CDU: Steuerzahlerbund über Fremdenverkehrsbeitrag schlecht informiert

Banner gegen Fremdenverkehrsbeitrag

Hann. Münden. Die CDU reagiert auf die Kritik des Steuerzahlerbundes am geplanten Fremdenverkehrsbeitrag. Die Schutzvereinigung lasse Aspekte außen vor.
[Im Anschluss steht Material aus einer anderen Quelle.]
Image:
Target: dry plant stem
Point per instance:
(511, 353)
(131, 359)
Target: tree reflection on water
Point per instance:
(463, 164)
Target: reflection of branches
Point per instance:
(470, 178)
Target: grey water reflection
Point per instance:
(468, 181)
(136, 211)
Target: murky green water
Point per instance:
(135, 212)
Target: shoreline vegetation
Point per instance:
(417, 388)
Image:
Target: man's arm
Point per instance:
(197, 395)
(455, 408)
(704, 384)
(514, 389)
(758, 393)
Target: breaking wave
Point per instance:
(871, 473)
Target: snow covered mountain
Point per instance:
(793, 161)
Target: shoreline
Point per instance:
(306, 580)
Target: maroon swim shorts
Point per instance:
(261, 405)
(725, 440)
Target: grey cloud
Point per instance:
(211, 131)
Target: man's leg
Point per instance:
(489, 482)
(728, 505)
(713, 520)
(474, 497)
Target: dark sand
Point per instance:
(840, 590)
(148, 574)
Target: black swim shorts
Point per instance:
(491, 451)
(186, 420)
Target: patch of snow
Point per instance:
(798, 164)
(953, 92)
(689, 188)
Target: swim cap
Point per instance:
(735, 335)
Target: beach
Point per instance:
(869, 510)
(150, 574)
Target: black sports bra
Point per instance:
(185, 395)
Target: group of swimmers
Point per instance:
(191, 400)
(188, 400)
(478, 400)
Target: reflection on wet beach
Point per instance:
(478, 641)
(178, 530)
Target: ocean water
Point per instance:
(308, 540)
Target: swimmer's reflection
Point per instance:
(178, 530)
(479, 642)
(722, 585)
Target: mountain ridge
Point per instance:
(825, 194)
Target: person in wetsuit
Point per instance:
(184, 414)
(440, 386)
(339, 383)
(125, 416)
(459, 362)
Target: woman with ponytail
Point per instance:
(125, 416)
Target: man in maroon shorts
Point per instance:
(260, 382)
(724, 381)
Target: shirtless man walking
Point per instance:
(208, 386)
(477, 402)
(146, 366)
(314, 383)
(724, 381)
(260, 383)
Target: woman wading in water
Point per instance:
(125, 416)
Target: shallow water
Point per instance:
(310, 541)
Die CDU Hann. Münden schreibt dem Bund der Steuerzahler Niedersachsen/Bremen als unabhängige neutrale Schutzvereinigung aller Steuerzahler eine wichtige Kontrollaufgabe in unserer Gesellschaft zu. In dem Schreiben vom 15. Februar lehne der Steuerzahlerbund jedoch voreilig den von der Stadt geplanten Fremdenverkehrsbeitrag ab, ohne dass sich der Vorstand, bestehend aus Bankdirektor, Fachanwalt für Steuern und Volkswirtschaft, vollständig und nachhaltig über die rechtlichen, fiskalischen und steuerwirksamen Aspekte dieser Abgabe informiert habe.

Wie berichtet, hatte der Bund der Steuerzahler sich gegen den Fremdenverkehrsbeitrag gewandt mit der Begründung, bereits jetzt profitiere die Stadt durch Steuereinnahmen von den wirtschaftlichen Vorteilen des Tourismus.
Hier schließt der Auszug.